Chuck Berry

Mar 20th, 2017 | By | Category: Entertainment, News & Features, RIP

By Frederick H. Lowe

Chuck Berry, who died Saturday, was held in such high esteem as the father of rock n roll that rock royalty often played backup in his bands.

At Berry’s 60th birthday celebration in St. Louis, Eric Clapton, and Keith Richards of the Rolling Stones, huge stars in their own right, backed Berry as he sang and duck walked across the stage while the audience danced in the aisles or in their seats.

The late John Lennon, co-founder of the Beatles, who sang from time to time with Berry, paid him the ultimate tribute when he said, “If you tried to give rock and roll another name, you might call it Chuck Berry.”

The 90 year-old Berry died Saturday at his home in St. Charles, Mo.

“We are deeply saddened to announce that Chuck Berry, beloved father, grandfather and great-grandfather, passed away at his home today (Saturday) at the age of 90. Though his health had deteriorated recently, he spent his last days at home surrounded by the love of his family and friends,” according to his website.

On October 18th, his 90th birthday was supposed to be a celebration. He said he would release in 2017 his first album in 38 years. The album consists of new songs he had written and produced. He planned to dedicate the album to Thelmetta, his wife of 68 years. The release date for the new album, simply titled “Chuck,” has not yet been announced.

A signature guitarist and a prolific songwriter, Berry wrote songs about fast cars, women and the gifted, like the subject of one of his greatest hits, “Johnnie B. Goode.”  The song’s lyrics said Johnnie B. Goode never learned to read or write so well, but he played the guitar like “ringing a bell.” In the song “Nadine,” she drove a coffee-colored Cadillac.

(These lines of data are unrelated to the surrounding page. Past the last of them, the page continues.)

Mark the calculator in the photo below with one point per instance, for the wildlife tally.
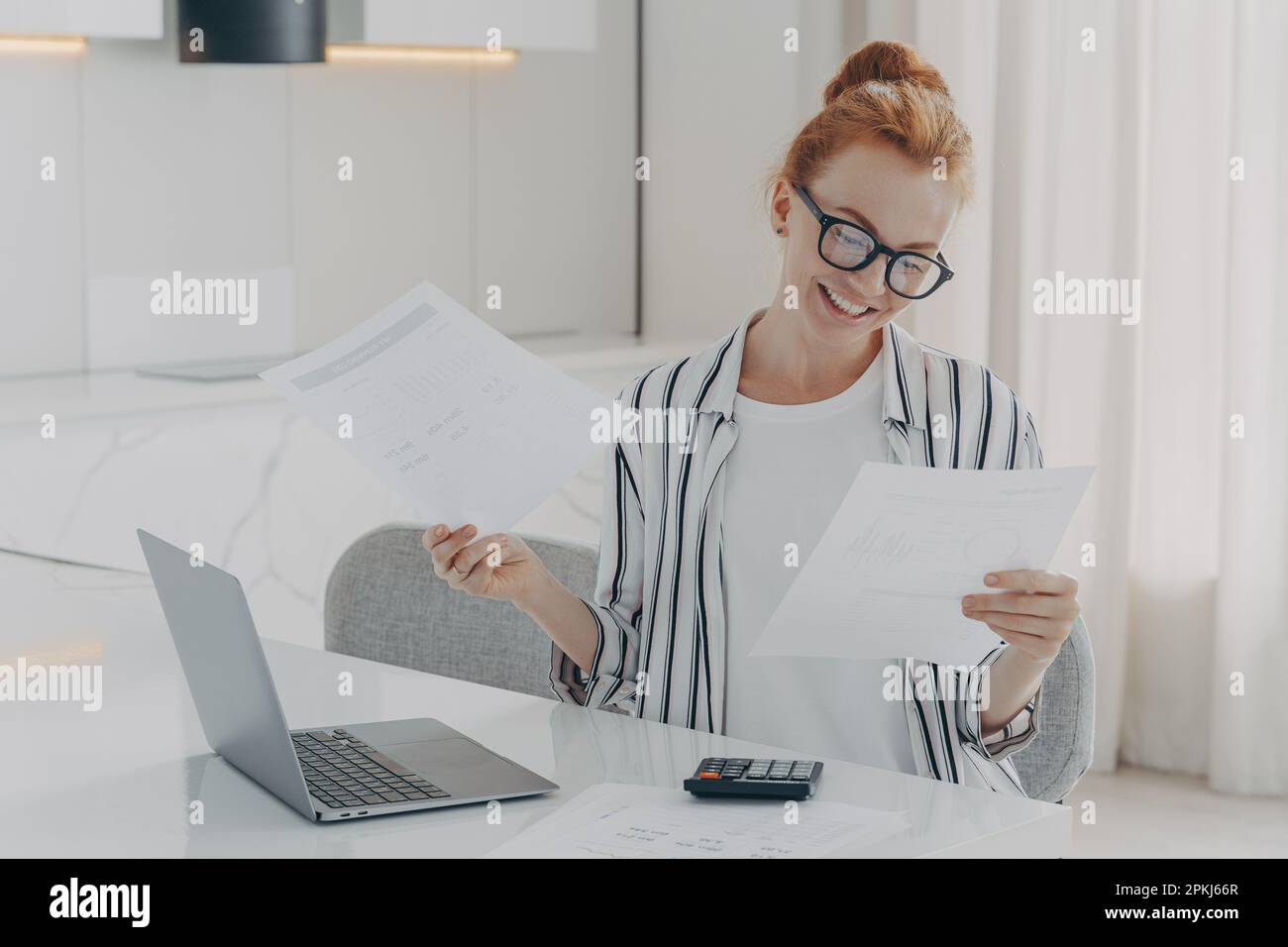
(717, 776)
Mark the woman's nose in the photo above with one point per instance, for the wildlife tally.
(870, 281)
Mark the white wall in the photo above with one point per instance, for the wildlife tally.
(469, 175)
(721, 102)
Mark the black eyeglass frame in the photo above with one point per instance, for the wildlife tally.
(827, 221)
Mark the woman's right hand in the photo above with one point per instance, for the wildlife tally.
(498, 566)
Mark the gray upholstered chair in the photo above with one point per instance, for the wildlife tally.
(382, 602)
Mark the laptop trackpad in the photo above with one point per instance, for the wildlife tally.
(462, 767)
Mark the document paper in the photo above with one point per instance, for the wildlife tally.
(621, 821)
(465, 423)
(907, 544)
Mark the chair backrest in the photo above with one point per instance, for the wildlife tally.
(384, 603)
(1060, 754)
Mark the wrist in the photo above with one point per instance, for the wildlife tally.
(1029, 663)
(537, 591)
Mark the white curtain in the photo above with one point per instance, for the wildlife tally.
(1111, 141)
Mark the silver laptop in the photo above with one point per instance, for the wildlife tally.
(329, 774)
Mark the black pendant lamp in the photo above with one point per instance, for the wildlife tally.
(253, 31)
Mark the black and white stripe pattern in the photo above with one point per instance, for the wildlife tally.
(658, 602)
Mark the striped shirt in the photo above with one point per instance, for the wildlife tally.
(658, 602)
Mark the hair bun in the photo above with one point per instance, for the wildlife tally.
(885, 62)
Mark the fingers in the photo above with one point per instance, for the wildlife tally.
(1060, 607)
(472, 565)
(1033, 579)
(443, 544)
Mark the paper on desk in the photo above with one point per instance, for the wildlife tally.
(449, 411)
(907, 544)
(625, 821)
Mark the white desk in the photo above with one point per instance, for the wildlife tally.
(120, 781)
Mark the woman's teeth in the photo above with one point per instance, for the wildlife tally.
(844, 304)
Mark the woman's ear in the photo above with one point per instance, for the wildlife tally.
(780, 206)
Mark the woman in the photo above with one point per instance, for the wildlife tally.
(787, 407)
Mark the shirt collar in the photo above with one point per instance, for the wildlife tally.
(713, 382)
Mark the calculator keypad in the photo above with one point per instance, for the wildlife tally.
(756, 771)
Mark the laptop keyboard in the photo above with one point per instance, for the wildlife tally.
(344, 772)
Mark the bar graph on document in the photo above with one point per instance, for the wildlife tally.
(447, 410)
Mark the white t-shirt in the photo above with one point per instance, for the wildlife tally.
(790, 470)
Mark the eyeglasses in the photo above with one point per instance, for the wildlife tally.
(849, 247)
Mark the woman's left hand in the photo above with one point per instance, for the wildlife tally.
(1034, 615)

During Berry’s long career, he was imprisoned twice for income tax evasion and a conviction for violating the Mann Act, which involved taking a 14-year-old girl across state lines for illicit purposes. The Mann Act also was used against heavyweight boxing champion Jack Johnson in 1912 and architect Frank Lloyd Wright in 1926. The charges were dropped against Wright but Johnson was convicted.

Charles Edward Anderson “Chuck” Berry was born October 18, 1926, in St. Louis. His parents were grandchildren of slaves.